February 08, 2011 12:34 am | Updated February 17, 2011 12:50 am IST

Author Kishwar Desai, seen here at the awards ceremony, in London earlier this year, hopes that her novel will provoke debate and create greater awareness. Photo:AP

Author Kishwar Desai, seen here at the awards ceremony, in London earlier this year, hopes that her novel will provoke debate and create greater awareness. Photo:AP

For all the talk in India about empowering women, it remains one of the most “gender-insensitive” societies in the world with even bodies like the National Commission for Women mostly engaged in “headline-grabbing” exercises, says Kishwar Desai, the U.K.-based Indian writer and broadcaster whose novel, Witness the Night , about female infanticide has just been awarded Britain's prestigious Costa prize (previously known as the Whitbread award) for a first book.

“Generally, we're a very cruel society and so obsessed with pursuit of ‘perfection' that anyone who is even slightly different — for example, disabled or not considered ‘pretty' enough — is seen as ‘abnormal.' Women are the worst victims of this attitude — that's if they are allowed to be born or live at all. The fact is that we don't want girls in the first place. Forget about aborting female foetuses, we don't have any qualms about killing newly-born baby girls — and here I'm talking about supposedly modern and enlightened people who live in big metros,” Ms Desai said talking to TheHindu after collecting the prize.

She cited a study according to which more than 1,000 female foetuses are aborted every day in India. Estimates of female infanticide were equally “horrifying.” What she found really shocking was that women themselves were complicit in this.

“I spoke to some psychiatrists and they said women did this because they felt empowered — it gave them a sense of wielding power. It is a weird logic. My own sense is that, given the way women are treated in India, it is perhaps a perverse way of delivering baby girls from a cruel fate,” she said.

How it struck her

The scale of the problem first hit her when she was running a Punjabi television channel in India in the 1990s:

“One of the things I routinely encountered were stories of female infanticide and foeticide. Once in Chandigarh, a woman, quite well known in social circles, told me how when she was young her parents tried to get rid of her by giving her an overdose of opium but she survived. After all those years she still lived with the trauma that her own parents could have been her assassins.”

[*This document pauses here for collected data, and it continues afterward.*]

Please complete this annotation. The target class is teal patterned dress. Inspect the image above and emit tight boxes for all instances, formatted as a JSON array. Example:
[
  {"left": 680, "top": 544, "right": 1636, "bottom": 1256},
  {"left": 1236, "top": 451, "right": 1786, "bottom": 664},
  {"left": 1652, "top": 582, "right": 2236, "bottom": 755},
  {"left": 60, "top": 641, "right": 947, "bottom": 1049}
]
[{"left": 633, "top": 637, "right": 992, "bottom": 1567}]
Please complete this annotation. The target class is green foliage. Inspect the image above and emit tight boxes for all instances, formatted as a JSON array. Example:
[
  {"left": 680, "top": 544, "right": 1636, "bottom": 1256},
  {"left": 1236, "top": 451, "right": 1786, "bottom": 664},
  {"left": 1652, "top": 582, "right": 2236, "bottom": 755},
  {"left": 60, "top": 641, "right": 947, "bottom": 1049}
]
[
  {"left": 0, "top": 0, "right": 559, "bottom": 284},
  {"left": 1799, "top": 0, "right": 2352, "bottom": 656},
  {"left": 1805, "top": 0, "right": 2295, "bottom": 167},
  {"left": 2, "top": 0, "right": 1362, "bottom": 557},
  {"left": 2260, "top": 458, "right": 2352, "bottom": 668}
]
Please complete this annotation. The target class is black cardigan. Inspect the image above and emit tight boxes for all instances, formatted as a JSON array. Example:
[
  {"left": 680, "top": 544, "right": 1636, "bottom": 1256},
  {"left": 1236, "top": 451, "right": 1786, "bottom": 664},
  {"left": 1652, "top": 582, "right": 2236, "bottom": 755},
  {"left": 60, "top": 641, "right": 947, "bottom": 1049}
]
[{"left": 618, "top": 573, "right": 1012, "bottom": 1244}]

The story of the Chandigarh socialite was the trigger for the novel that she was to write some 20 years later.

“I kept asking myself: why do Indians behave like this towards their daughters — burying them alive, giving them poison, trying to kill them with an overdose of opium? When I started to research I was horrified by the sheer scale of the practice of female infanticide and the widespread public indifference. Almost every State in India is affected: Punjab, Haryana, Delhi, Maharashtra and Tamil Nadu. As a result, according to the most conservative estimates there are at least 30 million Indian women ‘missing,' so to speak,” Ms Desai said.

Even in the West

This “anti-girl child” attitude was also widespread among Asians living in the West. In Britain, she pointed, it was not uncommon for Asian men to take their pregnant wives to India for sex-selection procedures and abortions.

“I met a girl whose father openly told her that he was taking her mother, who was pregnant with a girl child, to India for an abortion. She said there were three girls in the family and he didn't want one more. Here was a man who had lived all his life in Britain and yet his cultural attitude had not changed. Really, shocking. In fact, one of the reasons that Britain banned sex-selection in 2007, I believe, was because it was being abused by Asians,” Ms Desai said.

What the judges said

She hopes that her novel, published both in the U.K. and India, would provoke debate and create greater awareness.

She sees it as a measure of the difference in cultural attitudes that the book has been “appreciated” more in the U.K. than back home.

The novel was inspired by the case of a young girl in Kolkata (Calcutta at the time) who was accused of poisoning her entire family but mostly it is fiction and can be read purely as a “thriller.”

“I didn't want to be didactic but raise the issue by telling a story.”

Judges praised the book for lifting “the lid on the problems that simmer under the surface of modern-day India.”

“Desai has pulled off a remarkable trick transplanting a country house murder to modern day India in a book that's not afraid to tackle serious themes,” they said.

Ms Desai, who is married to the economist Lord Meghnad Desai, has been commissioned to do a series of novels built around the central character of Witness the Night — a “feisty, whiskey-swigging, chain-smoking social activist” from Delhi.